Hadas Amster, Almost Home, Ausstellungsansicht. Foto © Urszula Usakowska-Wolff

In ihrer ersten Soloschau in Berlin kombiniert die israelische Künstlerin Hadas Amster verschiedene Medien wie Augmented Reality, Video, eine begehbare Installation und Performance, und setzt sich mit kollektiven Verhaltensmechanismen in künstlichen Lebensräumen auseinander.

Sie hängen auf einer Stange zwischen zwei Wänden: Pelzmäntel und Jacken in unterschiedlichen Farben und Längen. Aus Bisam, Ozelot, Nerz, Mufflon, Kamelhaar und Straußfedern. Sie bilden einen 17-teiligen Vorhang, den man auseinanderschieben oder unter dem man gebückt gehen muss, um in die Ausstellungsräume zu gelangen. Der Kontakt mit den weichen Stoffen ist unausweichlich, hinterlässt aber auf der Haut ein angenehmes Gefühl, auch wenn im Nachhinein zu erfahren ist, dass diese Vintage-Kleidungsstücke aus Kunststoff gefertigt wurden. Für die sinnliche Wahrnehmung scheint es unerheblich zu sein, ob etwas echt oder künstlich ist.

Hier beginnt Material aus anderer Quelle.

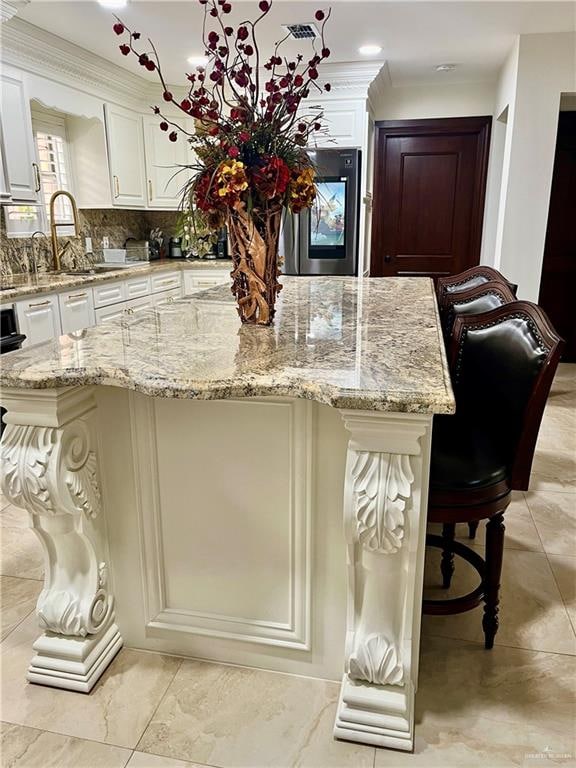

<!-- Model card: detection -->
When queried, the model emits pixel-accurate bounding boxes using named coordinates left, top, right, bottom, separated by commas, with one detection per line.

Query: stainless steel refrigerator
left=282, top=148, right=361, bottom=276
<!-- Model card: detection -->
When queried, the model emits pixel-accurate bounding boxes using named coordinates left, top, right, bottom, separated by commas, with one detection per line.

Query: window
left=32, top=109, right=75, bottom=235
left=4, top=107, right=76, bottom=239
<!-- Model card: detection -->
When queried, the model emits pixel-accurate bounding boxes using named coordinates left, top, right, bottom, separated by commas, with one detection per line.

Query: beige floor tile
left=127, top=752, right=203, bottom=768
left=375, top=718, right=576, bottom=767
left=529, top=447, right=576, bottom=492
left=0, top=526, right=44, bottom=580
left=1, top=614, right=181, bottom=749
left=422, top=548, right=576, bottom=654
left=137, top=661, right=375, bottom=768
left=0, top=721, right=131, bottom=768
left=0, top=576, right=42, bottom=640
left=450, top=492, right=544, bottom=552
left=1, top=502, right=30, bottom=529
left=525, top=492, right=576, bottom=556
left=416, top=635, right=576, bottom=734
left=548, top=554, right=576, bottom=632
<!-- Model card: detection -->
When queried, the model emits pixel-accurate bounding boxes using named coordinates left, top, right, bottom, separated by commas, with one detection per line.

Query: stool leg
left=468, top=521, right=479, bottom=539
left=440, top=522, right=456, bottom=589
left=482, top=512, right=505, bottom=650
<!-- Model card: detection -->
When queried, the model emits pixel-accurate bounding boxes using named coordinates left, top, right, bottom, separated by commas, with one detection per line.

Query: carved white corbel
left=334, top=410, right=433, bottom=751
left=0, top=387, right=122, bottom=692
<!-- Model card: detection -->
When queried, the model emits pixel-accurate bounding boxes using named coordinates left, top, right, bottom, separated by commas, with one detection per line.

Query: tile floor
left=1, top=364, right=574, bottom=768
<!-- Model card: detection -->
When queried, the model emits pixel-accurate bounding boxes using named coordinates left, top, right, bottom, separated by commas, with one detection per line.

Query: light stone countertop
left=0, top=259, right=233, bottom=302
left=0, top=276, right=455, bottom=413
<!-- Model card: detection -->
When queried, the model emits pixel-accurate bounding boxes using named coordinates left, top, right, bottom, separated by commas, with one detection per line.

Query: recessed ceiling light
left=435, top=63, right=457, bottom=72
left=358, top=44, right=382, bottom=57
left=187, top=56, right=209, bottom=68
left=98, top=0, right=127, bottom=8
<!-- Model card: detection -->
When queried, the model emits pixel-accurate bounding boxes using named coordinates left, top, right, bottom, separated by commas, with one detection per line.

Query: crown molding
left=0, top=0, right=29, bottom=24
left=0, top=18, right=152, bottom=109
left=1, top=18, right=384, bottom=109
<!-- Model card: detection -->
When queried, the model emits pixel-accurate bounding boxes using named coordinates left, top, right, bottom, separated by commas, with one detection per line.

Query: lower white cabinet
left=154, top=288, right=181, bottom=307
left=16, top=294, right=62, bottom=346
left=58, top=288, right=95, bottom=334
left=94, top=303, right=126, bottom=326
left=183, top=269, right=231, bottom=296
left=151, top=271, right=182, bottom=294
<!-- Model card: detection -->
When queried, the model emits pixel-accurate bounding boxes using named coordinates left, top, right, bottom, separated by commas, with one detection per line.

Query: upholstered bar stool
left=423, top=302, right=563, bottom=649
left=437, top=266, right=518, bottom=311
left=438, top=280, right=518, bottom=539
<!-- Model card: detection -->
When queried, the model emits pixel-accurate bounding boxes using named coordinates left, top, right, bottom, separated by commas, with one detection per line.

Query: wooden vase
left=227, top=205, right=283, bottom=326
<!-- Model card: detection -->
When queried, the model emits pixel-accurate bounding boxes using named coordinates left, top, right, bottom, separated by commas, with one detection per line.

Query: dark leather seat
left=424, top=301, right=563, bottom=648
left=440, top=280, right=517, bottom=340
left=430, top=415, right=509, bottom=491
left=437, top=266, right=518, bottom=310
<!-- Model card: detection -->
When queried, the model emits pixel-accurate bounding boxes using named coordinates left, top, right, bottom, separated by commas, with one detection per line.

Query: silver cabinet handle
left=32, top=163, right=41, bottom=192
left=148, top=179, right=153, bottom=200
left=68, top=292, right=87, bottom=299
left=113, top=175, right=120, bottom=198
left=28, top=299, right=51, bottom=308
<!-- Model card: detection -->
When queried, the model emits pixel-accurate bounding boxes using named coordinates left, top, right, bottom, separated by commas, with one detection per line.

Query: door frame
left=370, top=116, right=492, bottom=277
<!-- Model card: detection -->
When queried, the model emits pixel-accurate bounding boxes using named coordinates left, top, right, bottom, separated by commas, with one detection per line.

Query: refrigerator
left=282, top=148, right=361, bottom=276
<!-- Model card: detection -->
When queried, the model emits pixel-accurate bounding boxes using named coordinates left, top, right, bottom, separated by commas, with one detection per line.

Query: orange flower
left=288, top=166, right=316, bottom=213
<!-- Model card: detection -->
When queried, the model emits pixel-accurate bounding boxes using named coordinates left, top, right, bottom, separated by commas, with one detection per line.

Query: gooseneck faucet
left=49, top=190, right=80, bottom=271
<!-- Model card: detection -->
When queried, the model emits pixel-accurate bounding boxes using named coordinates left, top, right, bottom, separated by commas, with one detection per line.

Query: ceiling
left=15, top=0, right=576, bottom=87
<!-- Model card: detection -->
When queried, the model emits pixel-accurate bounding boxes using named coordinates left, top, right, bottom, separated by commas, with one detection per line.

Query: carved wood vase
left=227, top=205, right=283, bottom=326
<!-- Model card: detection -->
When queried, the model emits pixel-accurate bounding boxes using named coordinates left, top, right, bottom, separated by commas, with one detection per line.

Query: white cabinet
left=143, top=115, right=190, bottom=209
left=183, top=268, right=231, bottom=296
left=16, top=294, right=61, bottom=346
left=125, top=274, right=151, bottom=300
left=151, top=271, right=182, bottom=295
left=154, top=288, right=181, bottom=307
left=58, top=287, right=95, bottom=334
left=104, top=104, right=147, bottom=207
left=93, top=280, right=126, bottom=309
left=0, top=123, right=11, bottom=202
left=0, top=69, right=40, bottom=202
left=127, top=295, right=154, bottom=316
left=94, top=303, right=127, bottom=326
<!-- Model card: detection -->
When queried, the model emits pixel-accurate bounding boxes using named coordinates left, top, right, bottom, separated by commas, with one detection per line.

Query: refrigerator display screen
left=309, top=177, right=347, bottom=258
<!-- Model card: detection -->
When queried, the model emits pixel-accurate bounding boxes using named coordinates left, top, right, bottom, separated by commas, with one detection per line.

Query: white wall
left=491, top=32, right=576, bottom=300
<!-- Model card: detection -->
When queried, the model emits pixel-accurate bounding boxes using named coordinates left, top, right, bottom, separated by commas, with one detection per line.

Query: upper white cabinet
left=143, top=115, right=190, bottom=208
left=0, top=124, right=11, bottom=202
left=0, top=69, right=40, bottom=202
left=104, top=103, right=147, bottom=207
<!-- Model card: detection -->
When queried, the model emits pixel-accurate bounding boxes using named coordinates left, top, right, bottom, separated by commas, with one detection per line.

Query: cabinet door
left=16, top=294, right=61, bottom=346
left=0, top=71, right=39, bottom=202
left=151, top=271, right=182, bottom=294
left=0, top=123, right=12, bottom=202
left=143, top=115, right=190, bottom=208
left=58, top=288, right=96, bottom=334
left=154, top=288, right=181, bottom=306
left=104, top=104, right=147, bottom=207
left=95, top=303, right=127, bottom=325
left=127, top=295, right=154, bottom=316
left=183, top=269, right=231, bottom=295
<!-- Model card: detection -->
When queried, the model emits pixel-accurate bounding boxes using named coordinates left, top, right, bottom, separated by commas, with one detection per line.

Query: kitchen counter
left=0, top=275, right=454, bottom=414
left=0, top=274, right=453, bottom=753
left=0, top=258, right=233, bottom=302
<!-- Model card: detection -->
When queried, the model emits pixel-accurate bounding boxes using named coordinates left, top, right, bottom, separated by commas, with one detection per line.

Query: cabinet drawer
left=183, top=269, right=231, bottom=296
left=126, top=295, right=154, bottom=316
left=151, top=271, right=181, bottom=294
left=154, top=287, right=181, bottom=306
left=93, top=280, right=126, bottom=308
left=94, top=303, right=127, bottom=325
left=58, top=287, right=95, bottom=334
left=125, top=275, right=151, bottom=300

Zwischen Wirklichkeit und Fiktion

Das ist der erste Gedanke, der beim Betreten der Ausstellung Almost Home entsteht. Die aus Haifa stammende und seit 2015 in Berlin lebende Hadas Amster verwandelt den Meinblau Projektraum in eine Bühne mit einem Kinosaal und einer statisch-dynamischen Installation, wo die Wahrnehmung veranschaulicht, hinterfragt und beobachtet wird. Was sie beschäftigt, ist das Verhalten der Menschen in Zeiten, in denen die Grenzen zwischen Wirklichkeit und Fiktion zunehmend verschwinden, sodass nur die Flucht in imaginäre, virtuelle, also simulierte, immersive Räume eine Lösung zu sein scheint. Und weil Hadas Amster eine urbane Künstlerin ist, bleibt es ihr nicht verborgen, dass in den real existierenden Städten, die ein künstliches Gebilde sind, alles artifiziell ist, weil von Menschenhand geschaffen: die Häuser, die Gärten, die Tier- und andere Parks. Wir leben in einem Ambiente, das uns natürlich und echt erscheint, obwohl es ein Konstrukt und eine Simulation ist.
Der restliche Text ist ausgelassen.